超高エネルギー環境でしか生成されない「未知の超重元素」の痕跡を新発見
どうも!宇宙ヤバイch中の人のキャベチです。
今回は「自然生成された超重元素の痕跡を新発見」というテーマで解説します。
ミシガン大学などの研究チームは、これまで自然で発見されたことがないほど非常に重い原子核が生成されることを突き止め、その成果を2023年12月に公表しました。
●宇宙で元素ができる方法
現在の宇宙には様々な元素が存在しますが、宇宙誕生時には実はほとんど水素とヘリウムしかなかったと考えられています。
水素は最も軽い元素で、ヘリウムはその次に軽い元素です。
それ以上に重い元素は恒星の核で核融合反応が進むことで生成されます。
ですが恒星内部の核融合で生成されるのは鉄までの元素で、それ以上に重い元素については例えば恒星の内部など、中性子が豊富な環境で起こる「中性子捕獲」という反応によって生成されます。
原子核内に中性子を取り込み、その後中性子が陽子へと崩壊(ベータ崩壊)することで、より原子番号が大きく重い元素が生成されるのです。

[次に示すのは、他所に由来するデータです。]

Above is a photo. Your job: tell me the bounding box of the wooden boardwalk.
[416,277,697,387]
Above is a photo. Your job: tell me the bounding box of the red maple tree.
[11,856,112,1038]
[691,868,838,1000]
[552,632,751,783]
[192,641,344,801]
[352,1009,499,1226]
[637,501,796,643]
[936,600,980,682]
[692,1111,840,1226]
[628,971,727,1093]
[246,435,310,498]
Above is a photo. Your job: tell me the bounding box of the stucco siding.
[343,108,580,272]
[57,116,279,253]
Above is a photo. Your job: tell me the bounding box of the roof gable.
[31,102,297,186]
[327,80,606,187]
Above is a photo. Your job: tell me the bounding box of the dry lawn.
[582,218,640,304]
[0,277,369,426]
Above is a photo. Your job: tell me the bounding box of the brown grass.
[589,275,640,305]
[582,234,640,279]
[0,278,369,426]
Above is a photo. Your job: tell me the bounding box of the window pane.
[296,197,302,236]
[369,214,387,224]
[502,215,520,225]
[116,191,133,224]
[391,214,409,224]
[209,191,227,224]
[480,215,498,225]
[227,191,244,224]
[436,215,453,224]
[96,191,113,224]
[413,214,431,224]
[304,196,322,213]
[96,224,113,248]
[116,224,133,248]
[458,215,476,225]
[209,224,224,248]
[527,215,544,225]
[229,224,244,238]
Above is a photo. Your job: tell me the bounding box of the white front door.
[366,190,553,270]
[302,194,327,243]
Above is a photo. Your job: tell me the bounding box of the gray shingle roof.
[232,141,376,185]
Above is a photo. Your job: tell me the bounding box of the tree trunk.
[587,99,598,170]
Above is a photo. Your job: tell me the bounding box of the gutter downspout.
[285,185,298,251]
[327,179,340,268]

中性子捕獲反応は「r過程」と「s過程」に分けられます。
中性子捕獲がベータ崩壊に比べて速く(rapidに)進行するのがr過程、遅く(slowに)進行するのがs過程です。
r過程は超新星爆発や中性子星同士の合体など、より高エネルギーで中性子が豊富な環境下で起こります。
またr過程で生成される原子核は、ベータ崩壊が起こる前にどんどん中性子を捕獲する分、s過程で生成されるよりも中性子が豊富で、非常に重い原子核が生成されます。

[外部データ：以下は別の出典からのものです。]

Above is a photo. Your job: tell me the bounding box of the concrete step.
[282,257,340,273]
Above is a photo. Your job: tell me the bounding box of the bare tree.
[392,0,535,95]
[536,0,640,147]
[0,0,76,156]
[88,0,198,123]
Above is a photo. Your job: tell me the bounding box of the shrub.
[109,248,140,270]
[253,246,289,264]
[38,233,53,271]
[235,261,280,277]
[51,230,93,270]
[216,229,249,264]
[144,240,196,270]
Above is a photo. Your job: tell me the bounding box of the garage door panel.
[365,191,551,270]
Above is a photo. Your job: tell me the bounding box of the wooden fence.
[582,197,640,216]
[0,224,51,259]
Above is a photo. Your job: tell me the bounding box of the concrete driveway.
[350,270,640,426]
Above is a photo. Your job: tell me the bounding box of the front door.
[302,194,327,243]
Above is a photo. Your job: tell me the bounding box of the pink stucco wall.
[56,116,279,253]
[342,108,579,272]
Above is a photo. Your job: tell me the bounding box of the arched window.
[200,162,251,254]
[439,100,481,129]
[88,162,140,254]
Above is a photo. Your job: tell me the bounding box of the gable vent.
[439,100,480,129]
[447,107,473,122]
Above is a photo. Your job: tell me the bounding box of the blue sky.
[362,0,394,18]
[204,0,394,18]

r過程でどこまで重い元素が生成されるのかについてはまだよくわかっていない部分が多い現状です。
またr過程で生成されるような非常に重い原子核は不安定であり、2つのより軽い、中質量の原子核のペアに分裂します。
よってr過程によっても、中質量の原子核が生成されると言えます。
逆に、分裂後の2つの中質量の原子核のペアを見つけられれば、それらを足し合わせることで、分裂前の非常に重い原子核の情報が得られそうです。
●最重量の原子核の痕跡を新発見
ミシガン大学などの研究チームは、これまで自然で発見されたことがないほど非常に重い原子核が、r過程によって生成されることを突き止め、その成果を2023年12月に公表しました。
研究チームは天の川銀河の恒星から、これまでによく分析されている古い恒星を42個厳選し、それらに含まれる、r過程によって生成される重元素の存在量を調べました。
ここで研究チームは、これらの星に含まれる各重元素の量を個々に調べるのではなく、各グループに分け、それらの間の関係性を調べました。
具体的には原子番号が44~47かつ質量数が99~110の原子核(以下グループ1)と、原子番号が63~78かつ質量数が150以上の原子核(以下グループ2)の関係を調べました。
その結果、グループ1とグループ2との間に、存在量の相関が見られたのです。
一方でグループ1は、それより少し軽い原子核(原子番号が34~42)と、少し重い原子核(原子番号が48~62)に対しては存在量の相関が見られませんでした。
これらは、r過程によって非常に重い原子核が生成され、それが分裂することでグループ1とグループ2の原子核が同時に生成されたと考えると上手く説明できます。
ここで分裂前の原子核の情報は、グループ1とグループ2の原子核を単に足し合わせることで得ることができます。
その結果、質量数260を超える超重元素がr過程によって生成されていたことが示されました。
これほど重い原子核が自然に生成されることはこれまで知られていなかったほどです。
今回の研究により、r過程でどこまで重い元素が生成されるのかのより深い理解に繋がるだけでなく、実験するには危険な核分裂反応のより詳細な性質を理解することにも繋がると期待されています。